Created on 10-02-2015 04:47 PM
Sharing the steps to make Hive UDF/UDAF/UDTF to work natively with SparkSQL
1- Open spark-shell with hive udf jar as parameter:
spark-shell --jars path-to-your-hive-udf.jar
2- From spark-shell, open declare hive context and create functions
val sqlContext = new org.apache.spark.sql.hive.HiveContext(sc); sqlContext.sql("""create temporary function balance as 'com.github.gbraccialli.hive.udf.BalanceFromRechargesAndOrders'""");
3- From spark-shell, use your UDFs directly in SparkSQL:
sqlContext.sql(""" create table recharges_with_balance_array as select reseller_id, phone_number, phone_credit_id, date_recharge, phone_credit_value, balance(orders,'date_order', 'order_value', reseller_id, date_recharge, phone_credit_value) as balance from orders """);
PS: I found some issues using UDTFs with spark 1.3, which was fixed on spark 1.4.1. I tested all, UDF, UDAF and UDTF, all of them worked properly, same sql statements and same results.
Created on 11-10-2015 09:36 PM
@Guilherme Braccialli thanks for the write up. Would love to see a sample implementation of the actual UDF. A basic shell of creating a scala project for the udf.
Created on 11-10-2015 09:41 PM
@azeltov@hortonworks.com see below github project for hive udf, exactly same jar built for hive project works fine with spark. The scala code is above:
Created on 11-10-2015 09:44 PM
Awesome! Will check it out. Another question, i had problems with zeppelin registering a custom jar, i had to use a maven dependency, could not load it using the path. It works fine using CLI and passing --jars path-to-your-hive-udf.jar argument. Curious if u tried it in zeppelin?
Created on 11-11-2015 02:57 AM
@azeltov@hortonworks.com I tried now and getting ClassNotFoundException with z.load("/path/to/jar") and also with maven local repo dependency.
Could you make it work with zeppelin?
Created on 11-11-2015 02:59 AM
see this jira: https://issues.apache.org/jira/browse/ZEPPELIN-150
Created on 11-11-2015 03:11 AM
Hopefully that JIRA will be fixed soon. Did you register the custom jar in the local maven of your sandbox?
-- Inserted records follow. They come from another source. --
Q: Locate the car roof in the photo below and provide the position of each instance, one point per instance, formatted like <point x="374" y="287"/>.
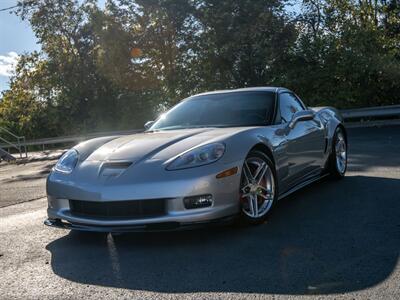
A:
<point x="251" y="89"/>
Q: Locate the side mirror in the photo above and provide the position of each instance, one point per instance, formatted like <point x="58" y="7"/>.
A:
<point x="303" y="115"/>
<point x="148" y="124"/>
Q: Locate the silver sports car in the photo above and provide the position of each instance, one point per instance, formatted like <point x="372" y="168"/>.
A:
<point x="211" y="158"/>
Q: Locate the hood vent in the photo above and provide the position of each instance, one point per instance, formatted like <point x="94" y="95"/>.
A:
<point x="117" y="165"/>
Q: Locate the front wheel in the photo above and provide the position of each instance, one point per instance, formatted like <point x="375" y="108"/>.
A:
<point x="258" y="190"/>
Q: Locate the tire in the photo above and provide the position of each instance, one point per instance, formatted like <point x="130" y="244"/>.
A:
<point x="338" y="158"/>
<point x="258" y="188"/>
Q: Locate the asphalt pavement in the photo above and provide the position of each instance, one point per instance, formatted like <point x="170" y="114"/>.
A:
<point x="338" y="239"/>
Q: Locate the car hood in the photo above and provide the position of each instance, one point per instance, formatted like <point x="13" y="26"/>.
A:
<point x="160" y="145"/>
And that still did not work?
Created on 11-11-2015 02:39 PM
See what I tried.
First, with spark-shell
1- Download jar and register to local maven
su - zeppelin wget https://raw.githubusercontent.com/gbraccialli/HiveUtils/master/target/HiveUtils-1.0-SNAPSHOT-jar-wit... /tmp/HiveUtils-1.0-SNAPSHOT-jar-with-dependencies.jar mvn org.apache.maven.plugins:maven-install-plugin:2.5.2:install-file \ -Dfile=/tmp/HiveUtils-1.0-SNAPSHOT-jar-with-dependencies.jar \ -DgroupId=com.github.gbraccialli \ -DartifactId=HiveUtils \ -Dversion=1.0-SNAPSHOT \ -Dpackaging=jar
Created on 11-11-2015 02:39 PM
2- Run spark-shell with dependency
spark-shell --master yarn-client --packages "com.github.gbraccialli:HiveUtils:1.0-SNAPSHOT"
3- Run spark code
val sqlContext = new org.apache.spark.sql.hive.HiveContext(sc); sqlContext.sql("""create temporary function geohash_encode as 'com.github.gbraccialli.hive.udf.UDFGeohashEncode'"""); sqlContext.sql("""select geohash_encode(1.11,1.11,3) from sample_07 limit 10""").collect().foreach(println);
spark-shell worked fine!
Created on 11-11-2015 02:40 PM
Second, the same with zeppelin:
1- Restart interpreter
2- Load dependencies
%dep z.reset() z.load("com.github.gbraccialli:HiveUtils:1.0-SNAPSHOT")
3- Execute sql, using same scale code
val sqlContext = new org.apache.spark.sql.hive.HiveContext(sc); sqlContext.sql("""create temporary function geohash_encode as 'com.github.gbraccialli.hive.udf.UDFGeohashEncode'"""); sqlContext.sql("""select geohash_encode(1.11,1.11,3) from sample_07 limit 10""").collect().foreach(println);
It worked with scale code + zeppelin!!!!!
Created on 11-11-2015 02:40 PM
4- Execute sql, using sql interpreter
%sql select geohash_encode(1.11,1.11,3) from sample_07 limit 10
It fails with sql interpreter + zeppelin:
java.lang.ClassNotFoundException: com.github.gbraccialli.hive.udf.UDFGeohashEncode at java.net.URLClassLoader$1.run(URLClassLoader.java:366) at java.net.URLClassLoader$1.run(URLClassLoader.java:355) at java.security.AccessController.doPrivileged(Native Method) at java.net.URLClassLoader.findClass(URLClassLoader.java:354) at java.lang.ClassLoader.loadClass(ClassLoader.java:425) ...